Who can enter into agreements with foreign countries?
Only the federal government can enter into binding international treaties on Australia’s behalf.
However, under Australian law as it currently stands, states, territories, local councils, universities and even private companies and individuals are free to enter into contracts with foreign governments and their entities.
These agreements can relate to things like economic cooperation and development, research deals and cultural exchanges.
And there is no general obligation for states, territories, local councils or universities to tell the federal government of their plans to enter into these agreements.
They are also enforceable in the courts as ordinary contracts would be.
What is the federal government proposing?
The full text of the proposed legislation has not yet been released. The plan seems to include three key elements.
First, Foreign Minister Marise Payne will be given power to cancel any existing or future agreements with foreign governments or their entities she judges to be inconsistent with Australia’s national interests.
Secondly, states, territories, local councils and universities will be required to notify the federal government in advance of any plan to enter into an agreement with a foreign government.
Thirdly, a public register of existing and future agreements with foreign governments will be established.
Does the federal government have power to do this?
Under the Australian constitution, the federal parliament has power to make laws with respect to “external affairs”. This includes making laws with respect to Australia’s relations with other countries.
There appears to be a sufficient connection between what the government is proposing and Australia’s relations with other countries for the proposed legislation to be supported by the “external affairs” power.
Are there limits to the federal government’s controls over the states?

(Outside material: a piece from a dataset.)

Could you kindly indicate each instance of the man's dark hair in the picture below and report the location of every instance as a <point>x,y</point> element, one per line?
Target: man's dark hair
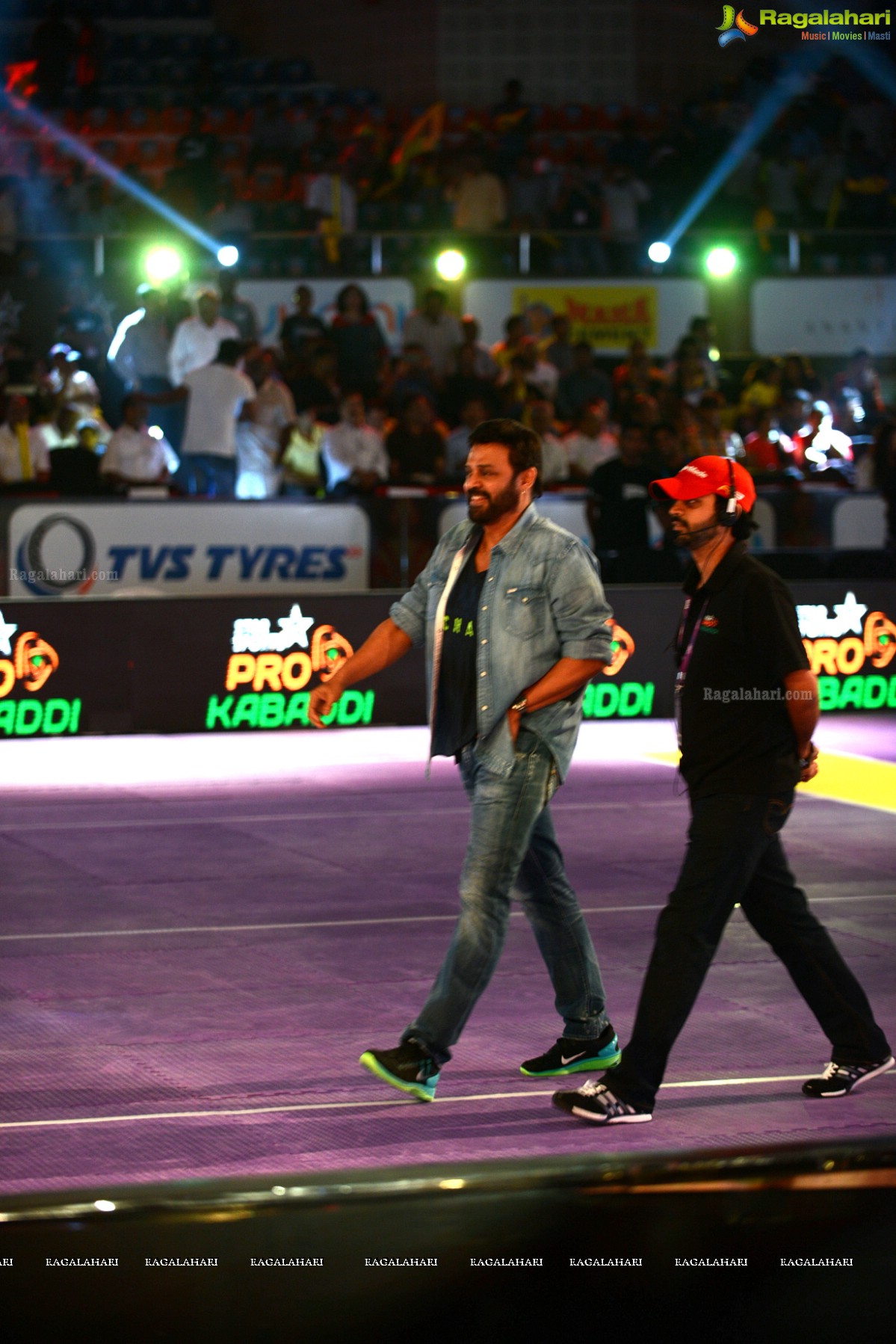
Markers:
<point>744,525</point>
<point>523,446</point>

Although Australia has a federal system granting states a certain degree of independence, the states are not completely autonomous from the federal government. There are many federal laws that restrict what the states can do, such as the Racial Discrimination Act 1975.
But there are important limits to the extent to which federal laws and the federal government can interfere with the states.

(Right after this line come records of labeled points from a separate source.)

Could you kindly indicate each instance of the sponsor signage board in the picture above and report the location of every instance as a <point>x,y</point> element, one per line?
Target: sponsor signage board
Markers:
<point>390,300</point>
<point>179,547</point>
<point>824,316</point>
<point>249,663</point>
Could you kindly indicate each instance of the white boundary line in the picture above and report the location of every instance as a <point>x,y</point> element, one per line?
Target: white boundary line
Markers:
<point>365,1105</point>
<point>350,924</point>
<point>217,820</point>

The drafters of the constitution set up a federal government and a series of separately organised state governments. This fact gives rise to a principle in constitutional law known as the intergovernmental immunities doctrine.
This doctrine prohibits federal laws and governmental actions that operate to destroy or curtail the continued existence of the states or their capacity to function as governments. Because territories are not states, the doctrine doesn’t protect them.
For example, the High Court has held that federal laws seeking to dictate which bank the states keep their money in or control who can be appointed to senior positions in state governments are invalid for breaching this doctrine.
Does the federal government’s proposal breach the doctrine?
The High Court has emphasised, however, the doctrine does not protect every activity or function a state might choose to undertake.
For example, the High Court has held it is not a breach of the doctrine for federal laws to dictate minimum wages and working conditions for non-senior state employees.
Perhaps most relevantly, in a 2013 case, the High Court also ruled that federal laws impacting the ability of states to set up favourable mining royalties schemes to attract local and foreign investment do not breach the intergovernmental immunities doctrine.
Depending on the precise details of the proposed foreign relations legislation, the federal government looks like it is on safe constitutional ground.
While it might negatively affect a state’s economic policies and plans, the proposed legislation does not appear to curtail the ability of any state to function as a government.
What’s the backstory here?
There has been recent controversy over agreements entered into by some states and universities with foreign government entities, especially those in China.
The most notable example is Victoria’s decision to sign up to the Belt and Road Initiative.
This has been controversial because it is seen by some analysts as a strategic geopolitical move by China to deepen other countries’ economic reliance on it, thus increasing its influence.
The decision to lease the port of Darwin to a company with Chinese government links has also sparked concern.
In addition, some states and universities have entered into agreements with Chinese government-linked entities to set up Confucius Institutes or other language and cultural programs.
These agreements are controversial because of claims they facilitate Chinese Communist Party propaganda or allow the Chinese government to influence Australian education and teaching.
Is the legislation likely to pass?
Penny Wong, the shadow foreign minister, has indicated Labor supports the general idea underlying the proposed legislation.
So, subject to some scrutiny and negotiation over the precise wording, it looks like the legislation could pass federal parliament easily.